Le dernier mouvement de la sonate en la bémol majeur N°31 opus 110 pour piano de Beethoven représente l'un des morceaux de musique qui m'ont le plus bouleversé. Ce mouvement comprend deux parties distinctes : un adagio (ma non troppo) qui instaure, avec la plénitude affirmée des accords de ses toutes premières mesures une gravité et une tension qui ne cessera de marquer le climat général de ce mouvement, puis une fugue (fuga, allegro, ma non troppo) qui fait atteindre à cette pièce, comme souvent dans les pus grandes sonates de Beethoven, une dimension quasiment métaphysique.
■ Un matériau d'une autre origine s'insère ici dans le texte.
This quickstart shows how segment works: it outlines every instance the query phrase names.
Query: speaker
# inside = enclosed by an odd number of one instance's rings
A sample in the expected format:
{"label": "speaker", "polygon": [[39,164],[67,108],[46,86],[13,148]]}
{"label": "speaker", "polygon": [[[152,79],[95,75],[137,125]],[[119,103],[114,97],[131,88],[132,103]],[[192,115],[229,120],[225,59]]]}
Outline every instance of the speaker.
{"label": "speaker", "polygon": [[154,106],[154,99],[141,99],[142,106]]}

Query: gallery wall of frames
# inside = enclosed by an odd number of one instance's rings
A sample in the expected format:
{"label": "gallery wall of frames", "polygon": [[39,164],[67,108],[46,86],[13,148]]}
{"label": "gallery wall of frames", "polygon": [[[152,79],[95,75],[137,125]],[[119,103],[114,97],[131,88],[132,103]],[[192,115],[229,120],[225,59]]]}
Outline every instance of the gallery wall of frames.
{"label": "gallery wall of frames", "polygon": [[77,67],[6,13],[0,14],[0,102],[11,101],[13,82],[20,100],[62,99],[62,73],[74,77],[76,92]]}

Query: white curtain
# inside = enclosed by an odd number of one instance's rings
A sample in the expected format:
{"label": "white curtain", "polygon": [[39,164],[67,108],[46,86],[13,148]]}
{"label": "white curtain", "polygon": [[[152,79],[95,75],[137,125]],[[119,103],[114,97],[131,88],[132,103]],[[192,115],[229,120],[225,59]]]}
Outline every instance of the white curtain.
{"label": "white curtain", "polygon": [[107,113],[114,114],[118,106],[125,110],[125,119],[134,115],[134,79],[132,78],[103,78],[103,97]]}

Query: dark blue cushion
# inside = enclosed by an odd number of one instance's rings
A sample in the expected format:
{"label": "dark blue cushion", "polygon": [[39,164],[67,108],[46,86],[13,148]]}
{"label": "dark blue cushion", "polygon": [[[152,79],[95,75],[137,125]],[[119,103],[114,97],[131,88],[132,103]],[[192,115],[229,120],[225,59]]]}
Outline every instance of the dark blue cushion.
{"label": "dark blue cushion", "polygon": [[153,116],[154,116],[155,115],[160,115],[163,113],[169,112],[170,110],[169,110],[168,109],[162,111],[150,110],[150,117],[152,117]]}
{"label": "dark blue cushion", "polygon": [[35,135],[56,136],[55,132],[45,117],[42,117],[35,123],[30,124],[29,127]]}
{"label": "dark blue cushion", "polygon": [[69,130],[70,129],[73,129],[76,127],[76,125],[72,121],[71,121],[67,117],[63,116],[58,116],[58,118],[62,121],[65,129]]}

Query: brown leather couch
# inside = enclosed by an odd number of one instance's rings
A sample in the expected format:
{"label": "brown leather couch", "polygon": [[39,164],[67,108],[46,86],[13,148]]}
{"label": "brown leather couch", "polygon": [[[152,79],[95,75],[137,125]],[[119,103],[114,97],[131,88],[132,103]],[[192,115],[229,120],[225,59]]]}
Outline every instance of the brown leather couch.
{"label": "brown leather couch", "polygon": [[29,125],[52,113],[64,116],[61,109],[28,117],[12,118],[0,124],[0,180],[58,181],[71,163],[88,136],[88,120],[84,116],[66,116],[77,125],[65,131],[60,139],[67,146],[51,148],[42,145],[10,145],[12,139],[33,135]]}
C'est incontestablement Emil Gilels, déjà malade, qui m'a le plus bouleversé dans cette version de la sonate N°31. Version d'un désespoir et d'une noirceur rare (enregistrement sous le label Deutsche Grammophon) dans le cadre d'une intégrale entamée dans les années 80 et qu'il n'a jamais pu achever.
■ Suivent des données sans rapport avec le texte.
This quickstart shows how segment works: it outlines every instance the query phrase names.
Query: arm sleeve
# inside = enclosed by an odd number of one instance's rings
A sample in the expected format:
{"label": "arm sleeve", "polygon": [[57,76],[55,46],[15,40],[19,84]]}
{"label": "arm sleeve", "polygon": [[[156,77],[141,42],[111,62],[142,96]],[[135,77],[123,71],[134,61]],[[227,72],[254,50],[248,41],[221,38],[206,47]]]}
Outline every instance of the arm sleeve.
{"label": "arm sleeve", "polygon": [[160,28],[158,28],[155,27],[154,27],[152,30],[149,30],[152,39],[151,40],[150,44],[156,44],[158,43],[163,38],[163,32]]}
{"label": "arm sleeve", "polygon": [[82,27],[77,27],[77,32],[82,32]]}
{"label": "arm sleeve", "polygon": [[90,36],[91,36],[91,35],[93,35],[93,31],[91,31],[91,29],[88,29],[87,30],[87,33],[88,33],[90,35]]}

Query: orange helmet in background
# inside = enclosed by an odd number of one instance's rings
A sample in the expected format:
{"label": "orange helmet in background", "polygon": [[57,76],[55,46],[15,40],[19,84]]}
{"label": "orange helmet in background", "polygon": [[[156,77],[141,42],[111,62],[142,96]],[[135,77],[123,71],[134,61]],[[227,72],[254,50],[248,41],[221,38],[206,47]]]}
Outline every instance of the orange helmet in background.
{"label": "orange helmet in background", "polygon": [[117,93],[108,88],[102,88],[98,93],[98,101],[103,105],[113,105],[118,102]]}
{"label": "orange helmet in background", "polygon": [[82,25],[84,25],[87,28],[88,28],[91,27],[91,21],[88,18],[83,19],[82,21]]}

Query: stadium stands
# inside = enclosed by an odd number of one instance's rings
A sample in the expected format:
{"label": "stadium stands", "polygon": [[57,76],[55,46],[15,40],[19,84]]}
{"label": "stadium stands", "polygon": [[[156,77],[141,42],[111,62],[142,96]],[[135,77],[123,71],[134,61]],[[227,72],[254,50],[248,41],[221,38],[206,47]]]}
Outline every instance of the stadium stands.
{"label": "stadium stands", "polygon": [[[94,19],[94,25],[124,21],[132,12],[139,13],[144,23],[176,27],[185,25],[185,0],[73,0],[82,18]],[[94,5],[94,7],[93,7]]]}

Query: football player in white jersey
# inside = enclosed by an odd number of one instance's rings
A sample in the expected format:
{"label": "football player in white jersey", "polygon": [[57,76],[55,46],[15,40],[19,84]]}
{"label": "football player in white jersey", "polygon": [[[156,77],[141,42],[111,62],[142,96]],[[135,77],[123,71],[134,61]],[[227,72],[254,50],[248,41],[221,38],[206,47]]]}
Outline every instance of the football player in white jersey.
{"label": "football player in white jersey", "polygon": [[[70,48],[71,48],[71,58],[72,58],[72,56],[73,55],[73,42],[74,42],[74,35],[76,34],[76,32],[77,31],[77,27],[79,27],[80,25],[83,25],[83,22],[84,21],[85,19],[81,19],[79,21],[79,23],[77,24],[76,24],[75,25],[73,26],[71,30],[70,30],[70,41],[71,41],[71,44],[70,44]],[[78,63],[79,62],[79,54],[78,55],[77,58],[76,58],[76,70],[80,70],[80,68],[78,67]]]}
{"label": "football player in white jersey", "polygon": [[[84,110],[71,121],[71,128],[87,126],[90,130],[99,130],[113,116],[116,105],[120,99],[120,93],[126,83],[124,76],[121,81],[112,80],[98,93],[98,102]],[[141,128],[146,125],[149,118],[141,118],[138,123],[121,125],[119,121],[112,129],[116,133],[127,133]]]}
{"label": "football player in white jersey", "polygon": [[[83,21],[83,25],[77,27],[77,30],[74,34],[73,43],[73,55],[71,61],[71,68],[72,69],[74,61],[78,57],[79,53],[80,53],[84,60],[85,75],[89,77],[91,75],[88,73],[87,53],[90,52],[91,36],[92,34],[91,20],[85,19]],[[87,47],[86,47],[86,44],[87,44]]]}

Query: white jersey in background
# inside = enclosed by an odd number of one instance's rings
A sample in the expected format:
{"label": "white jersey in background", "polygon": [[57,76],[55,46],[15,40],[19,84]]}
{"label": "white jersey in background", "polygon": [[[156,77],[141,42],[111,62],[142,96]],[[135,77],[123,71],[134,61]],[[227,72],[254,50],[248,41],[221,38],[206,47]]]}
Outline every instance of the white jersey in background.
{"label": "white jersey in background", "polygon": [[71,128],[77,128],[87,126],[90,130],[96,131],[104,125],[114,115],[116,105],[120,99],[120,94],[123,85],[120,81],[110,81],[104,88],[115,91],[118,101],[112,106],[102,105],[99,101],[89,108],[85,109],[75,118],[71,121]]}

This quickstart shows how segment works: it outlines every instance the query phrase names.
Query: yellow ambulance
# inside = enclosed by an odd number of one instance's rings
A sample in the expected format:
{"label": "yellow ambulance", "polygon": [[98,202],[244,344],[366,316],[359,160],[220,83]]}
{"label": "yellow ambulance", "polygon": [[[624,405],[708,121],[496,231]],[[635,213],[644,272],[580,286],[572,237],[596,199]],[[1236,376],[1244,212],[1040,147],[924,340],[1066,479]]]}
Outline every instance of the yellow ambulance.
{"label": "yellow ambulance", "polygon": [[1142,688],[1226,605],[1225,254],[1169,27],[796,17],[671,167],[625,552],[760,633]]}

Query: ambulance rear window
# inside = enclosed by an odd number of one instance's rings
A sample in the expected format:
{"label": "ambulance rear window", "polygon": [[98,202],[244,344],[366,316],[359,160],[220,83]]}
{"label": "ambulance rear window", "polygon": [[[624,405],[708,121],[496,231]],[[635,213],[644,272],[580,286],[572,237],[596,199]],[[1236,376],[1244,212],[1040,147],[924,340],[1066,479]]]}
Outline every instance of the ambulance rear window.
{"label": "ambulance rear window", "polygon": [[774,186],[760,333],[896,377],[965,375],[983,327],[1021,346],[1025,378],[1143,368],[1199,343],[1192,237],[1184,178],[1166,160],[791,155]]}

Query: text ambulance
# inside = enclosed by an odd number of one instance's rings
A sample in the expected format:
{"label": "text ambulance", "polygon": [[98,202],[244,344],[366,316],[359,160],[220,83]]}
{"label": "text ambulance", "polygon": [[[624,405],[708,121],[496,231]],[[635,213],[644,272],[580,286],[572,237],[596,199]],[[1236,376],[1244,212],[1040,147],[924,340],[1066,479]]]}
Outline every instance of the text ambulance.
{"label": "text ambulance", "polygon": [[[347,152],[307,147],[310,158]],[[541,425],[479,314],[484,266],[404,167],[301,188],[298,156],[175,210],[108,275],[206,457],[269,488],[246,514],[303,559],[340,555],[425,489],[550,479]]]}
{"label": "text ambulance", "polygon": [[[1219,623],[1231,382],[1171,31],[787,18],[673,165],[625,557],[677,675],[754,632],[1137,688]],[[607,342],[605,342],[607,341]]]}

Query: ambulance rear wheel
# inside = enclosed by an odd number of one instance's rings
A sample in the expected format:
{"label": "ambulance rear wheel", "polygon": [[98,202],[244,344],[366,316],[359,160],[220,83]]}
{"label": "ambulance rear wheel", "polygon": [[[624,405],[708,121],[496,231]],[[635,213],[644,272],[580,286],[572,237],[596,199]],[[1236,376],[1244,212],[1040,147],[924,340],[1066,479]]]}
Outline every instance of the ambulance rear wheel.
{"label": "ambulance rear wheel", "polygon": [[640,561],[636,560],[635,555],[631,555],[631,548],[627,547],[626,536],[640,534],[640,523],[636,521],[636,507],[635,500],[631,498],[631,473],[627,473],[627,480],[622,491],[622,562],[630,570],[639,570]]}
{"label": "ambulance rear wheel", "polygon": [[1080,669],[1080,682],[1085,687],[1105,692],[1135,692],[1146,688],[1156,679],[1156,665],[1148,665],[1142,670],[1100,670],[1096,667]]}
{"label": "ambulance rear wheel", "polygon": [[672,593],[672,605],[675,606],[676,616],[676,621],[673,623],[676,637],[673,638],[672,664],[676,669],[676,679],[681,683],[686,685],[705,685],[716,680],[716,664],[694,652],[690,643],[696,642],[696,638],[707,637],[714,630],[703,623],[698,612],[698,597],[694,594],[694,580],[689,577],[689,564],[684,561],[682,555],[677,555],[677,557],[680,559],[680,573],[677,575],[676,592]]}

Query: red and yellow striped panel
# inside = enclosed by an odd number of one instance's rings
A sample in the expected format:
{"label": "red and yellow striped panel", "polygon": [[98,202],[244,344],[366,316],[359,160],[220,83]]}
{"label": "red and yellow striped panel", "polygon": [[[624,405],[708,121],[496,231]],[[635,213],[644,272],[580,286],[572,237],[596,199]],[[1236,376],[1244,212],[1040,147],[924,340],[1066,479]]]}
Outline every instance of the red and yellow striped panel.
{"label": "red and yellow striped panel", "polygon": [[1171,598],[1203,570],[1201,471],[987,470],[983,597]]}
Je vous propose également cette version assez prenante et d'une intensité impressionnante par Rudolf Serkin, l'un des maîtres dans l'interprétation des dernières sonates de Beethoven. Si on ne retrouve pas forcément la clarté du propos d'un Gilels ou la limpidité d'un Arrau, notamment sur la dernière partie du mouvement, on ne peut être que troublé par la vitalité du jeu d'un homme de... 84 ans ! (enregistrement d'un concert donné en 1987).